# Figuring costs



## Mick (May 19, 2001)

There is a lot of talk about figuring costs whenever someone asks “what should I charge” but the problem is that most likely that person has no idea how to figure costs. If they did, they wouldn’t be asking that question in the first place. Since a person asking that question is probably someone starting out with a truck and a plow and not much else, I decided to keep this simple and avoid things like figuring costs of loaders or sanding/salting etc.

This is not intended to be authoritative, but rather someplace to start for suggestions from others with more experience and business knowledge than I have. Feel free to correct anything - I’m hoping to create a thread to refer to when the question comes up.

To figure costs, you will need to start with some basic assumptions:
1. Equipment - 
A. Use replacement costs. Payments (how much, whether you 
have any or not) are irrelevant. The guy who says he 
doesn’t have to make as much as someone else 
because his “equipment is paid for” is doomed to failure 
and won’t be around more than a couple of years - if that.
B. Allow a realistic amount for maintenance and repairs of 
even new equipment. If you don’t have any idea, a mechanic
or someone on this site. 
C. Allow for labor costs. Sure you are doing it yourself - so pay 
yourself. Besides, you just may have to pay someone at some
point.
D. Allow a reasonable profit. Only you can decide what you want to
make.

Ok, as an example, let’s say you have decided to plow with a used truck that costs $15,000 and a plow that costs $4,000 and expect the truck to last five years and the plow to last ten years. Your replacement cost of the truck is $3,000yr ($15,000/5ys) and the plow is $400yr. You have determined that you should expect about $1,500/yr in repairs and $300/yr in maintenance. Your yearly equipment cost is $5,200. Now you will also need to get the figures for insurance (both Commercial Vehicle and General Liability). Lets say $1200 and $800 respectively so that’s an additional $2,000 per year. Total yearly cost of business is now $7,200. Now for labor costs. Let’s say you want to set up a route of five hours. You determine that the average wage for someone to plow is $12/hr, so a five hour route will really involve labor for six or seven hours (travel, maintenance etc) so labor costs will be $84/day. You expect to be out ten days, so labor costs are $840/yr. (You’re using subs so you won’t need Workman’s Comp, Unemployment Insurance etc of employee-related costs.) Now you’re up to $8040/yr. If you figure a 30% profit margin, that’s $2412. You need to make $10,452 over a winter. Now you determine that the average driveway is worth $30 and with a three inch trigger, you will be plowing an average of 12 times over the winter. One driveway will bring in $360/yr. You will need 29.0333 driveways (round up or down, whatever you want). If you want to figure hourly, you will be billing 60 hours (five hours plowing per route times 12 snowfalls that get plowed).

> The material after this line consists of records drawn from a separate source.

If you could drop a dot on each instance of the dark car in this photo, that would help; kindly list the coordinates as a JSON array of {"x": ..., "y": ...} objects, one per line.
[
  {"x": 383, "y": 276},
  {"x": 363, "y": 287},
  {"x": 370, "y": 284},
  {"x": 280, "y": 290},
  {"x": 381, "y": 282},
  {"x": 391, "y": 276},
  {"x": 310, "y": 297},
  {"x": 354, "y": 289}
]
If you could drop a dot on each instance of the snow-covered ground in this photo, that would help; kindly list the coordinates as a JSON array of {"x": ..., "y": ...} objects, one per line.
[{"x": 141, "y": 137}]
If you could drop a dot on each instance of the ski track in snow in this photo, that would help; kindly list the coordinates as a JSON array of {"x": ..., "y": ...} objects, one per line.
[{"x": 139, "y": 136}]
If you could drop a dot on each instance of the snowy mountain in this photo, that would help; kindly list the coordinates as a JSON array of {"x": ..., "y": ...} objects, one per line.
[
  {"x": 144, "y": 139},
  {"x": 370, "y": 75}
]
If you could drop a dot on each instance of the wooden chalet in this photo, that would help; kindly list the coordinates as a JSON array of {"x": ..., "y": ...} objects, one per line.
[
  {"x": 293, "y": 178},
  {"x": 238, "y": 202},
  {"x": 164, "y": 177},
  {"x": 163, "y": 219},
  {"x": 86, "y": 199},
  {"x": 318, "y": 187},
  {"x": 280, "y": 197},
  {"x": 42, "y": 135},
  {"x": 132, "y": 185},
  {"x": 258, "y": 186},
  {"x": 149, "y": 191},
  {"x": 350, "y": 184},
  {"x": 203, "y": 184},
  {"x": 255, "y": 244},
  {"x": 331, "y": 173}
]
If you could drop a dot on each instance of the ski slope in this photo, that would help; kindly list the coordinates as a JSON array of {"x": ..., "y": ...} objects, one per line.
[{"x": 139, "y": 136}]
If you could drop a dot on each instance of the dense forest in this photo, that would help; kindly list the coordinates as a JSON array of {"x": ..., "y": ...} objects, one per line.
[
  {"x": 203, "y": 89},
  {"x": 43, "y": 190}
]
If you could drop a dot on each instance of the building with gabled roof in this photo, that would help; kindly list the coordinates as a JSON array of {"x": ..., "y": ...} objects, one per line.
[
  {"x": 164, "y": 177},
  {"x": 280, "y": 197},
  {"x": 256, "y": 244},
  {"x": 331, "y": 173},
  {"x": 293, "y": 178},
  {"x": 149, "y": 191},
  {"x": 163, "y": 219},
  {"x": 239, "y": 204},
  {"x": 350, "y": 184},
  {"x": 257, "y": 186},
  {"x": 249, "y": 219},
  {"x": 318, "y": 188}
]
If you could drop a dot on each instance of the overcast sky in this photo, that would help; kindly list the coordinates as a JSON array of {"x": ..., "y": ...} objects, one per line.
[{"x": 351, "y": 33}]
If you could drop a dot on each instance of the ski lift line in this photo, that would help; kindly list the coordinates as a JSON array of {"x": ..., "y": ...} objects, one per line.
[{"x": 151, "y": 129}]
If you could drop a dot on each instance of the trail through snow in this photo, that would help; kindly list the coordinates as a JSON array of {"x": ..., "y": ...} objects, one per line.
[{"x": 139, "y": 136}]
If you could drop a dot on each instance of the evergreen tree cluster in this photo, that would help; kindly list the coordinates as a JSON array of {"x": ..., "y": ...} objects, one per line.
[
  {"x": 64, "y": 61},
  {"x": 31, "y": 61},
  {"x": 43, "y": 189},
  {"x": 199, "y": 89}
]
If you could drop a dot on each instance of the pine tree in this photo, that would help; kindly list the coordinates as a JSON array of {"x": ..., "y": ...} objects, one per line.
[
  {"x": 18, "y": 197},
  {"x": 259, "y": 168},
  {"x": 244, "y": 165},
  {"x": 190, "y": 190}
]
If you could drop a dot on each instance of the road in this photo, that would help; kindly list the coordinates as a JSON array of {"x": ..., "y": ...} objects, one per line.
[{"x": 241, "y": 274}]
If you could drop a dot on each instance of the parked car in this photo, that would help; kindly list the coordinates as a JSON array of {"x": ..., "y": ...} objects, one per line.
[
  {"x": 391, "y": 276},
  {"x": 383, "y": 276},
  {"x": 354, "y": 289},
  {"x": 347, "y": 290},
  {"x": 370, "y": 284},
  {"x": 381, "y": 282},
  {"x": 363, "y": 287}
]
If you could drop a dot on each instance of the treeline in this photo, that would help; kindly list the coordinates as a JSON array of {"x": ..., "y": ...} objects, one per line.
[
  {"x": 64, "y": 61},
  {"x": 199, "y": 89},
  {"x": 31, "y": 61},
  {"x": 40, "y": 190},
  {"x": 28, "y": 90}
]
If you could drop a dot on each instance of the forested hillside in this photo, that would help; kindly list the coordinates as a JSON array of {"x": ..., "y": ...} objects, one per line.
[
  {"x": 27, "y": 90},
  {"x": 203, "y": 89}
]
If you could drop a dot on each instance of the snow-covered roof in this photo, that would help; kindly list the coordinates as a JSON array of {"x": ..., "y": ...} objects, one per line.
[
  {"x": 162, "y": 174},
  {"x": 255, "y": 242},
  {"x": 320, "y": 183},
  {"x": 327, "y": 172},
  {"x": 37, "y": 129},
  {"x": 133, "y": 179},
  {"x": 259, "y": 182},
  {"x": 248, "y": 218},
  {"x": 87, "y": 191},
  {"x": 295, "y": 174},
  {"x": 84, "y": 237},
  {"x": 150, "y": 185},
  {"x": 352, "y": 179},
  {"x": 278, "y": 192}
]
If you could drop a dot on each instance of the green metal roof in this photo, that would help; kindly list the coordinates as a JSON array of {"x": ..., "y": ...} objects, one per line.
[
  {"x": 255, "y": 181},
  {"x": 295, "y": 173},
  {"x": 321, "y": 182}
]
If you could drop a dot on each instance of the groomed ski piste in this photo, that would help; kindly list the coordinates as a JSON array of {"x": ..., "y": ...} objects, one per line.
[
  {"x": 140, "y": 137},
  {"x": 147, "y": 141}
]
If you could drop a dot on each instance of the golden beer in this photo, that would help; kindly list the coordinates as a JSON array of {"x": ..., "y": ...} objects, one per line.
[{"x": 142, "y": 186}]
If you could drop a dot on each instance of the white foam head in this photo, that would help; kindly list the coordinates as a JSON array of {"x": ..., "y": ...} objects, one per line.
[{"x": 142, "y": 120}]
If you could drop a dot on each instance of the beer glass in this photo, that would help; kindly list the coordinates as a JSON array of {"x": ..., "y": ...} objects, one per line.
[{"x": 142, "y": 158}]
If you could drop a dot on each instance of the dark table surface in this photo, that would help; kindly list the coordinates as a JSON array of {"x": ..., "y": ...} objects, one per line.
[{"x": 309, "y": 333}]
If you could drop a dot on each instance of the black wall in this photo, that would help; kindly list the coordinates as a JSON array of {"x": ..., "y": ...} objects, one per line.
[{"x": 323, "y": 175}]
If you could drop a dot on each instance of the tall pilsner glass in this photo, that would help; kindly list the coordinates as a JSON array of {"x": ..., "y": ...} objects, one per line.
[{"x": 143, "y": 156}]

So you need to charge $174.20/hr ($10,452/60). If you want to figure how much do I need to charge each driveway and keep my route to five hours, then use $10,452/12(snowfalls per winter)/5 (hours per route)/x (# of driveways you can do in an hour - let’s say six). So you‘d need to charge $29.03 per driveway.


----------



## greenpastureslc (Oct 3, 2005)

Thanks Mick. Alot of good info there. I just emailed it to myself to keep it close by.


----------



## elmo1537 (Aug 31, 2005)

*One more thing*

You forgot to mention one of the biggest factors. FUEL!! I know that on average I will usually spend about 10 dollars per hour on fuel if you do the math based on your figures thats 50 dollars per five hour rotation. Time 10 times that you expect to plow that is 500 dollars that has been missed. Now i know that your scenario is not supposed to be perfect but I see 500 dollars as the difference between a good profit and a below average profit.


----------



## Mick (May 19, 2001)

Thanks, Elmo1537. Yes, I agree with that. I'm sure there are other things to include, also.


----------



## elmo1537 (Aug 31, 2005)

*You live in Maine*

Did you use your figures for this scenario. I thought that maine got a lot more snow than you figured. I could be wrong


----------



## Dwan (Mar 24, 2004)

Would be nice to make this thread a sticky. Mick is one person that has a leval head on the cost to do business.


----------



## Mick (May 19, 2001)

elmo1537 said:


> Did you use your figures for this scenario. I thought that maine got a lot more snow than you figured. I could be wrong


Some, but not all. I wanted to mix it up. There are just too many variables - such as your equipment, triggers, types of insurance etc.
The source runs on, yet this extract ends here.